Institut Curie Research Center, 26 rue d’Ulm, 75248 Paris Cedex 05, France.
Nature. 2012 Jul 12;487(7406):249-53. doi: 10.1038/nature11173.
During immune responses, naive CD4+ T cells differentiate into several T helper (TH) cell subsets under the control of lineage-specifying genes. These subsets (TH1, TH2 and TH17 cells and regulatory T cells) secrete distinct cytokines and are involved in protection against different types of infection. Epigenetic mechanisms are involved in the regulation of these developmental programs, and correlations have been drawn between the levels of particular epigenetic marks and the activity or silencing of specifying genes during differentiation. Nevertheless, the functional relevance of the epigenetic pathways involved in TH cell subset differentiation and commitment is still unclear. Here we explore the role of the SUV39H1–H3K9me3–HP1α silencing pathway in the control of TH2 lineage stability. This pathway involves the histone methylase SUV39H1, which participates in the trimethylation of histone H3 on lysine 9 (H3K9me3), a modification that provides binding sites for heterochromatin protein 1α (HP1α) and promotes transcriptional silencing. This pathway was initially associated with heterochromatin formation and maintenance but can also contribute to the regulation of euchromatic genes. We now propose that the SUV39H1–H3K9me3–HP1α pathway participates in maintaining the silencing of TH1 loci, ensuring TH2 lineage stability. In TH2 cells that are deficient in SUV39H1, the ratio between trimethylated and acetylated H3K9 is impaired, and the binding of HP1α at the promoters of silenced TH1 genes is reduced. Despite showing normal differentiation, both SUV39H1-deficient TH2 cells and HP1α-deficient TH2 cells, in contrast to wild-type cells, expressed TH1 genes when recultured under conditions that drive differentiation into TH1 cells. In a mouse model of TH2-driven allergic asthma, the chemical inhibition or loss of SUV39H1 skewed T-cell responses towards TH1 responses and decreased the lung pathology. These results establish a link between the SUV39H1–H3K9me3–HP1α pathway and the stability of TH2 cells, and they identify potential targets for therapeutic intervention in TH2-cell-mediated inflammatory diseases.

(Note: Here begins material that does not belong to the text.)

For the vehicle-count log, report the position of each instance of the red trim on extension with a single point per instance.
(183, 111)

在免疫反应中,幼稚 CD4+T 细胞在谱系特异性基因的控制下分化为几种 T 辅助(TH)细胞亚群。这些亚群(TH1、TH2 和 TH17 细胞和调节性 T 细胞)分泌不同的细胞因子,参与对抗不同类型的感染。表观遗传机制参与这些发育程序的调节,并且已经在分化过程中特定表观遗传标记的水平与指定基因的活性或沉默之间建立了相关性。然而,参与 TH 细胞亚群分化和定型的表观遗传途径的功能相关性仍然不清楚。在这里,我们探讨了 SUV39H1-H3K9me3-HP1α 沉默途径在控制 TH2 谱系稳定性中的作用。该途径涉及组蛋白甲基转移酶 SUV39H1,它参与赖氨酸 9(H3K9me3)上组蛋白 H3 的三甲基化,该修饰为异染色质蛋白 1α(HP1α)提供结合位点并促进转录沉默。该途径最初与异染色质形成和维持有关,但也可以有助于调节常染色质基因。我们现在提出,SUV39H1-H3K9me3-HP1α 途径参与维持 TH1 基因座的沉默,确保 TH2 谱系的稳定性。在 SUV39H1 缺乏的 TH2 细胞中,三甲基化和乙酰化 H3K9 的比例受损,并且沉默的 TH1 基因启动子处的 HP1α 结合减少。尽管表现出正常分化,但与野生型细胞相比,SUV39H1 缺陷型 TH2 细胞和 HP1α 缺陷型 TH2 细胞在重新培养条件下分化为 TH1 细胞时都表达 TH1 基因。在 TH2 驱动的过敏性哮喘的小鼠模型中,SUV39H1 的化学抑制或缺失使 T 细胞反应偏向 TH1 反应,并减少了肺部病理学。这些结果在 SUV39H1-H3K9me3-HP1α 途径和 TH2 细胞的稳定性之间建立了联系,并确定了 TH2 细胞介导的炎症性疾病治疗干预的潜在靶点。